Someone beat us to the spot. When I say “someone” I mean a large quantity of Chinese. Also, there was an assorted pro-Tibet crew. I say assorted because there were people yelling in French, English, and languages that sounded perhaps Chinese (my apologies, but I live in Paris now and I still don’t know French, so to expect me to know what Japanese, Chinese, Korean, Vietnamese, etc. sound like is simply asking too much – please, no offense intended). The two sides were separated by a relatively busy street, which maintained mostly a calm atmosphere. There was a lot of flag waving, a bit of singing, and some jeering every now and then. We had actually wandered into the middle of the street by this time, taking up position on a traffic island in order to get a prime view of this torch we had now been waiting an hour to see.
More jeering. More flag waving. Here is 17 seconds of what I saw down there, recorded by my trusty camera. Protestors beginning to mix, people getting in the way of cars, and finally the long column of police cars lining the bridge pulled out and descended upon our intersection. Everyone was pushed to their side of the street, a separation enforced by lines of police officers. We stayed down there for a good two and a half hours, but we never saw the torch. Later we learned that somehow in the scramble – probably when all the cop cars were moving out and everything started getting shoved – the first runner had actually crossed the bridge only to immediately meet several people intent on grabbing the flame that I was waiting around to see. It’s not clear to me if the runner was whisked off with additional police escort or shoved into a bus to avoid the madness, but somehow the torch passed probably within thirty feet of where I was and I didn’t see it.
I’m not going to try to convince anyone who is right and wrong on this whole Tibet thing. Honestly I do not know enough to have an intelligent debate. I will just say this: I doubt very much there are many Americans – or anyone else in the world – who think positively of my country’s treatment of Native Americans. It’s a horrific thing. I only hope that China will not be facing the same regret in the near future.

“Paris defends human rights everywhere in the world.”
Here is the CNN excerpt on the Olympic Torch in Paris the day after…
“The last part of the Olympic torch relay in Paris was canceled Monday after a day of chaos in which anti-China protesters forced authorities to extinguish the flame at least five times, take to a bus and skip some scheduled stops, including city hall.
There were confrontations between the authorities and demonstrators throughout the day as the relay attempted to crisscross Paris, birthplace of the modern Olympic movement, passing landmarks including l’Arc d’Triomphe, the Place de la Concord, The Louvre and Notre Dame.

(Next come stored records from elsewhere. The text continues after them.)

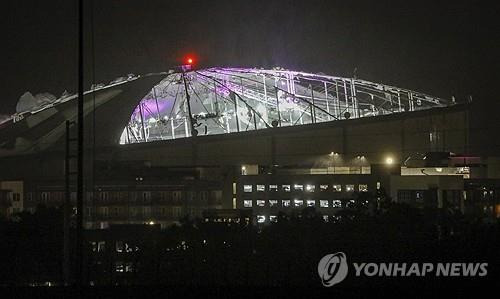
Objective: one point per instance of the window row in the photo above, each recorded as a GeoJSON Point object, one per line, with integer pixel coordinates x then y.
{"type": "Point", "coordinates": [247, 188]}
{"type": "Point", "coordinates": [274, 218]}
{"type": "Point", "coordinates": [286, 203]}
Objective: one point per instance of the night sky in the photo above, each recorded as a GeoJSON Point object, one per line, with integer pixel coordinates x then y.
{"type": "Point", "coordinates": [444, 49]}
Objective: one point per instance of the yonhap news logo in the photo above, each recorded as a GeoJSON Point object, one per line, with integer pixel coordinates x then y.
{"type": "Point", "coordinates": [333, 269]}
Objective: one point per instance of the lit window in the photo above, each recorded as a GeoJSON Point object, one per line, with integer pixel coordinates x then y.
{"type": "Point", "coordinates": [350, 204]}
{"type": "Point", "coordinates": [120, 247]}
{"type": "Point", "coordinates": [119, 267]}
{"type": "Point", "coordinates": [298, 187]}
{"type": "Point", "coordinates": [45, 196]}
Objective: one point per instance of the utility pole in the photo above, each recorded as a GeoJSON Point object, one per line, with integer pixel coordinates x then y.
{"type": "Point", "coordinates": [79, 188]}
{"type": "Point", "coordinates": [194, 132]}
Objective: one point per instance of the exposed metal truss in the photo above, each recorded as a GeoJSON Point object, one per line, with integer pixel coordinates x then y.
{"type": "Point", "coordinates": [227, 100]}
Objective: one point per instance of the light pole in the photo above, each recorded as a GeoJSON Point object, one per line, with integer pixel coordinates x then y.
{"type": "Point", "coordinates": [185, 67]}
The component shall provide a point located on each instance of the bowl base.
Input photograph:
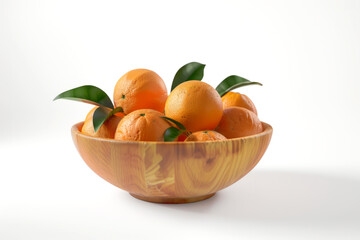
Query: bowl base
(172, 200)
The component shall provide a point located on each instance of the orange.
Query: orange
(142, 125)
(107, 130)
(196, 105)
(232, 99)
(140, 89)
(239, 122)
(205, 136)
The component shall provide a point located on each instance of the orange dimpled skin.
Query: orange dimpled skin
(140, 89)
(232, 99)
(239, 122)
(201, 136)
(142, 125)
(196, 105)
(107, 130)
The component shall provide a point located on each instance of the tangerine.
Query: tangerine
(239, 122)
(196, 105)
(140, 89)
(233, 99)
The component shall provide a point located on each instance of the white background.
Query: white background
(306, 54)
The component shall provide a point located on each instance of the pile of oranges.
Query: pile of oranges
(147, 108)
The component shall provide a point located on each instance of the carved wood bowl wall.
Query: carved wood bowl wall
(172, 172)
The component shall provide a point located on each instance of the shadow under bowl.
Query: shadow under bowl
(172, 172)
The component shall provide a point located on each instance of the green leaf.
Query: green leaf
(182, 127)
(88, 94)
(171, 134)
(190, 71)
(102, 114)
(233, 82)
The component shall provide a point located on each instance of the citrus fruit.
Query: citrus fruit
(140, 89)
(239, 122)
(196, 105)
(205, 136)
(233, 99)
(107, 130)
(142, 125)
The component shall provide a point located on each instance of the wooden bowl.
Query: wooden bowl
(172, 172)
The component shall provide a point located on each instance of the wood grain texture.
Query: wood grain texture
(172, 172)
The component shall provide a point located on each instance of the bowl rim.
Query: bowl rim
(75, 129)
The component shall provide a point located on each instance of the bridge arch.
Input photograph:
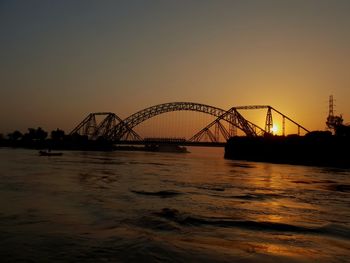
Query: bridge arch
(231, 116)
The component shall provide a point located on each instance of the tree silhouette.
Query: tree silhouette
(57, 135)
(14, 136)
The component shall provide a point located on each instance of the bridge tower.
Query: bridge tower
(269, 122)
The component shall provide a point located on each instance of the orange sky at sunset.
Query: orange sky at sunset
(61, 60)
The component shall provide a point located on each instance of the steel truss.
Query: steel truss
(233, 117)
(113, 128)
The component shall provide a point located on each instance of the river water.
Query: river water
(168, 207)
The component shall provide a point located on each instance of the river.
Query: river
(167, 207)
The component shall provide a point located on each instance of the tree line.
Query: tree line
(34, 134)
(57, 139)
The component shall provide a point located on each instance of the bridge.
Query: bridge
(226, 123)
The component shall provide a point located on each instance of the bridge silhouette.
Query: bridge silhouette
(109, 126)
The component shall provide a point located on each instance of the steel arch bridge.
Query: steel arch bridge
(115, 129)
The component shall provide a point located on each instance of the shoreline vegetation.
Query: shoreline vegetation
(317, 148)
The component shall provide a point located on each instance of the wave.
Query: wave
(163, 193)
(190, 220)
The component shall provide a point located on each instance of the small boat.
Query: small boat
(47, 153)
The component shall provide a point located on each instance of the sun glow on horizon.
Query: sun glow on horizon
(274, 129)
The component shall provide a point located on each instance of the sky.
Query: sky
(60, 60)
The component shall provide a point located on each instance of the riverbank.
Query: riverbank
(315, 148)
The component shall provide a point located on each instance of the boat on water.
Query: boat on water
(48, 153)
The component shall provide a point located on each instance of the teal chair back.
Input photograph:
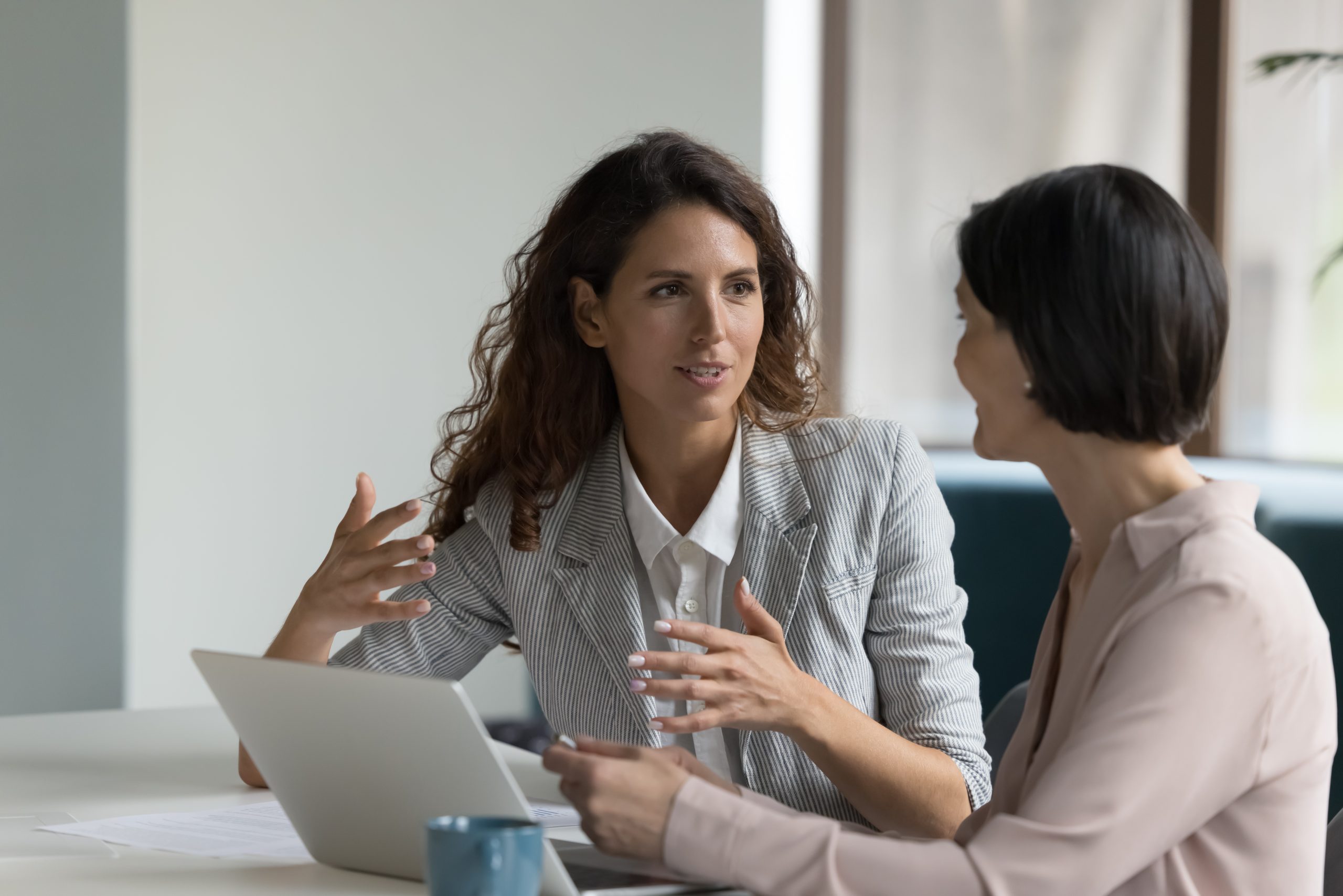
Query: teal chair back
(1011, 540)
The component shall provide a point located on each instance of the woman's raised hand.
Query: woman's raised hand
(746, 680)
(343, 593)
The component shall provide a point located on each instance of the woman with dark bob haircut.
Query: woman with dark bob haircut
(642, 442)
(1181, 722)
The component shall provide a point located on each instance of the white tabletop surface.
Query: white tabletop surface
(101, 765)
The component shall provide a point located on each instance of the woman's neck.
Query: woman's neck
(1100, 483)
(679, 464)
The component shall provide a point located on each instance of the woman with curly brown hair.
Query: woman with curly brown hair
(644, 439)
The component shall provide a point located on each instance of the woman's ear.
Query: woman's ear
(589, 313)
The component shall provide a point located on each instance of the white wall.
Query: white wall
(953, 102)
(323, 194)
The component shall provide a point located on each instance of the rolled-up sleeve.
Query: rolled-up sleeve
(1125, 789)
(466, 618)
(916, 640)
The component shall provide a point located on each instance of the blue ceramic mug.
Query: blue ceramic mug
(483, 856)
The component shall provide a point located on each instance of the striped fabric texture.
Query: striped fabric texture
(847, 543)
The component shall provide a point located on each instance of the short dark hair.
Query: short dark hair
(1114, 296)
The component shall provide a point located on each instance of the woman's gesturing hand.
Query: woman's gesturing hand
(625, 793)
(746, 680)
(343, 593)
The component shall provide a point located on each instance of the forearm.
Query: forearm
(899, 786)
(303, 641)
(715, 836)
(296, 641)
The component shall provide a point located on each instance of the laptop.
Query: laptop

The torch was eventually driven by bus to its ending destination, where it was displayed again during a public ceremony at a stadium.
Numerous protesters, some armed with fire extinguishers, were taken away by police, The Associated Press reported. At other times police used tear gas to remove demonstrators who lay in the road and tried to block the route.
The chaos came one day after human rights activist demonstrators made the torch’s journey through London more like running the gauntlet than a journey of celebration, as UK police made more than two dozen arrests.”